As for what I listen to, I would plug my own stuff, except I got bored with the recording industry, and it's difficult to get it now. A lot of the cultural cross-over stuff is interesting: George Brooks, Jay Uttal, a guy in the San Francisco area whose music is a cross of Indian music and jazz which achieves results which I find fascinating. And a Persian-American woman I play with a lot, Susan Dehim. What happens a lot in the US is that radio stations that play mainstream hip-hop and r 'n' b during the day will let people come in at one or two in the morning and do live remixing. Some of that stuff is wonderful. If we believe that the lack of style is about a shift to recirculation, then the cool thing would be the mash-up movement, some of which is witty and wonderful.
Despite my reservations about mainstream pop, a lot of it is excellent, though one of the things about music being impermanent is that artists go by so fast...
IS: In Britain we're inflicted with bands which are reconstituting 1972 but not as well...
JL: Just be grateful you're not in Italy or France, where the pop music is astonishingly bad! I had an idea of doing an annual compilation of the year's worst Euro-pop as a camp thing.

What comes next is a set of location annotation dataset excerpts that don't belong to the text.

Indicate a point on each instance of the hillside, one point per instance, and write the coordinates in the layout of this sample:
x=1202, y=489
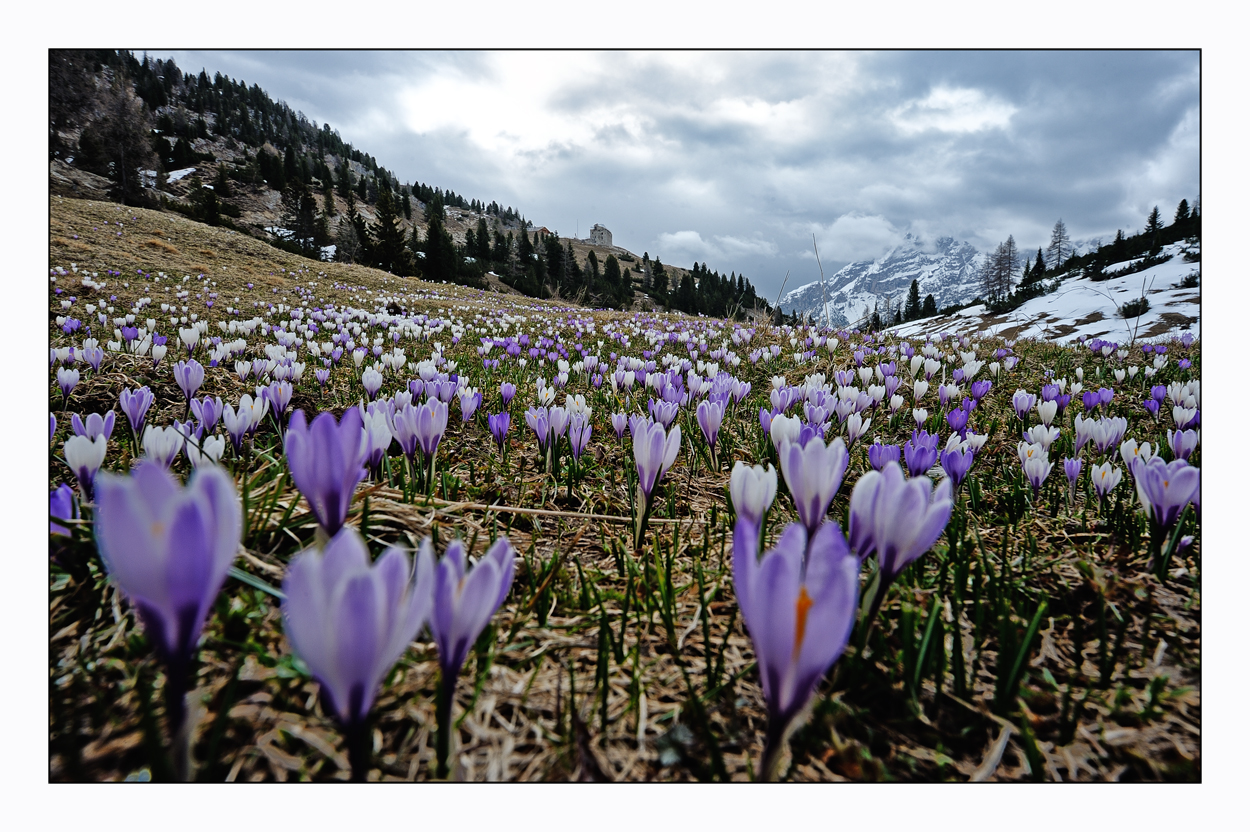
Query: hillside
x=946, y=269
x=145, y=134
x=1086, y=309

There are interesting things going on almost unnoticed in the spiritual/ minimalist area of classical music. An interesting economics issue comes up: we have a world-wide society in the web of industrialised countries, with an enormous number of reasonably well educated, well-off people. A huge number of people are producing music which, 50 years ago, would have been earth-shaking, but because there is so much of it, we can't know about it. The ratio of creators to consumers has shifted, so there are far fewer people who would consider themselves as consumers. Which is, of course, a good thing, but... Historically, a lot of the great musics of the world were created by people who had to play to make a living. Now, even in traditional cultures, you have people with passion who have to figure out to make a living despite music. That reversal is profound, and it's a structural problem that will have to be reckoned with.

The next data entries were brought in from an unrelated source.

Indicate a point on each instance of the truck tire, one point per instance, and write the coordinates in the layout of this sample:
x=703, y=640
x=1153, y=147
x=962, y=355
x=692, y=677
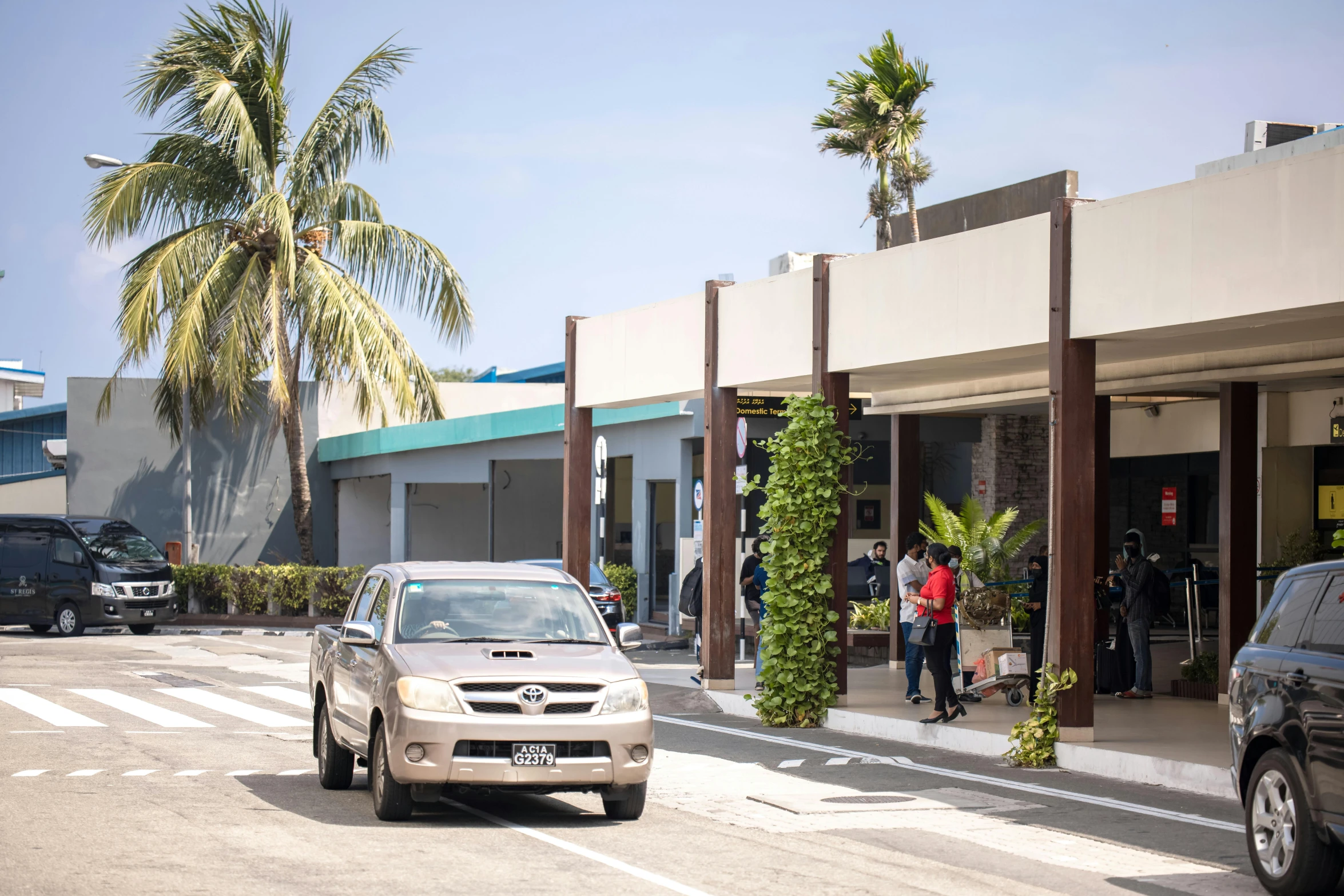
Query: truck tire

IS: How did you take these varied paths?
JL: I wouldn't know where to begin. I've been drawn to trying to find out how people connect. That may have something to do with losing my mother when I was very young. The fact that communication is possible between people seems to be the greatest, most mysterious phenomenon, far greater than quantum gravity. I've also been drawn to what makes an experience exotic, the game theory of novelty, if you like. Those two themes are ever-present in everything I've done. But there are limitation as to how well you can analyse yourself.